While correlation doesn’t equal causation, the lack of correlation pretty much requires a lack of causation.

Since quality is obviously not related to number of tests (at least in this study), I think it is highly disingenuous to highlight the possible connection between number of tests and minimum quality. While it’s the only positive thing you can say about quality and unit testing, it is hardly the only thing revealed. The lack of correlation between number of tests and quality is incredibly important and of broad general interest whether you are using formal TDD or not.

Thoughts and Wishes

I really wish that the authors had included a third group that did no unit testing. Since they broadened their scope post-facto to make statements about the efficacy of unit testing over all, it would be nice to have a baseline that didn’t do any unit testing yet went through the same process. The study setup was ideal for including such a group as both the productivity and quality measurements were entirely independent of whatever testing was done (or not done).

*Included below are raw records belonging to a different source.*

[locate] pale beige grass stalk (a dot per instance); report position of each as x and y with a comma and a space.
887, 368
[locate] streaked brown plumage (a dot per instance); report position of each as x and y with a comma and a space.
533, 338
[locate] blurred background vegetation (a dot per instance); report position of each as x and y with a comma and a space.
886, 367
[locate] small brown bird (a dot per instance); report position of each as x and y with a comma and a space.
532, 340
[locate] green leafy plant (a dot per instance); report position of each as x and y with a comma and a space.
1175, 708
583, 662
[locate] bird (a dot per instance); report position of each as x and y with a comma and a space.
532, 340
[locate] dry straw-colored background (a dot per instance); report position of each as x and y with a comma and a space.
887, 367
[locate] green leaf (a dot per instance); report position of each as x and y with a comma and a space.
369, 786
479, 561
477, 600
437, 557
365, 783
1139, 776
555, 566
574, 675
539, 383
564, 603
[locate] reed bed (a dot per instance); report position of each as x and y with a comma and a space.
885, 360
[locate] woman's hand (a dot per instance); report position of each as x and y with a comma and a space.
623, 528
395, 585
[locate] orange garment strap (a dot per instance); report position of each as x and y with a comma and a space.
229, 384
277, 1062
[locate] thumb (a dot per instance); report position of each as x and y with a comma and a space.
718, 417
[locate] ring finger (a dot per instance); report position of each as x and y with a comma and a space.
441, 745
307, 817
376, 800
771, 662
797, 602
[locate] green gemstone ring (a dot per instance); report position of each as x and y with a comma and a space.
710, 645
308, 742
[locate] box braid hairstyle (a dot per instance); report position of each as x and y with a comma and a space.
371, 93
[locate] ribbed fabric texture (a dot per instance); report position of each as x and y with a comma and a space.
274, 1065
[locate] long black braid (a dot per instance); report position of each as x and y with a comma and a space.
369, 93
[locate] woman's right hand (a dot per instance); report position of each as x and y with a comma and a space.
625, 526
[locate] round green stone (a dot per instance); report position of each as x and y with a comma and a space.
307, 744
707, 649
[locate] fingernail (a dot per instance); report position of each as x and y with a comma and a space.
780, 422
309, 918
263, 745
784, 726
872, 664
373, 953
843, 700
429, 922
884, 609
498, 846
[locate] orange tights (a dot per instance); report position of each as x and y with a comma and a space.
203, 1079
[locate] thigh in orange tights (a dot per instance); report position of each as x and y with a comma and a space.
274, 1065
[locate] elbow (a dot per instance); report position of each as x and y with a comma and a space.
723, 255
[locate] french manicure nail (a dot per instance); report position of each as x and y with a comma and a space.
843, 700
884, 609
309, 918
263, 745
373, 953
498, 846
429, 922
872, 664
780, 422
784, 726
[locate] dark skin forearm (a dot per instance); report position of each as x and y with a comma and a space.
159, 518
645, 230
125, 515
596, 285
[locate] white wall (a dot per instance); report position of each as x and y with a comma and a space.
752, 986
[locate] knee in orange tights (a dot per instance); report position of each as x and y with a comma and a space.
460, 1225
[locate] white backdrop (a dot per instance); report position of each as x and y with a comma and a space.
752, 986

That said, something occurred to me while reading this study that hasn’t before: quality can be a property of unit tests as well as of production code. That’s a huge duh, but consider what that could mean. For one, it means that I’d love to see a follow-up that considers the quality of the tests themselves. I would expect to see a relationship between the quality of the product and the quality of the tests if only because quality programmers will be competent in both arenas. This might be such a duh, though, that people assume that test quality matches production quality. Still, I wonder if that is actually the case.

More interesting still would be the correlation between “Testing First” and unit test quality. Ask yourself this, which unit tests are going to be better, the ones created before you’ve implemented the functionality or those created after? Or, considered another way, at which point do you have a better understanding of the problem domain, before implementing it or after? If you’re like me, you understand the problem better after implementing it and can thus create more relevant tests after the fact than before. I know better where the important edge-cases are and how to expose them and that could mean that my tests are more robust.

And yes, I realize after the fact that this is an inversion of section 6.2 which is quoted at length by Phil. I wish the authors had spent as much time in section 6.1 explaining reasons for the quality results instead of what looks to me like an attempt to excuse them. That’s the problem with confirmation bias, those results that run counter to expectations aren’t as interesting and receive cursory exploration at best.

Anyway, without question, testing first leads to having more tests per functional unit. The question is if this is valuable. This study would seem to indicate that this is probably not the case, at least if quality is your intended gain. But then, I’m not that surprised that number of tests doesn’t correspond to quality just as I’m not surprised that the number of lines of code doesn’t correspond to productivity.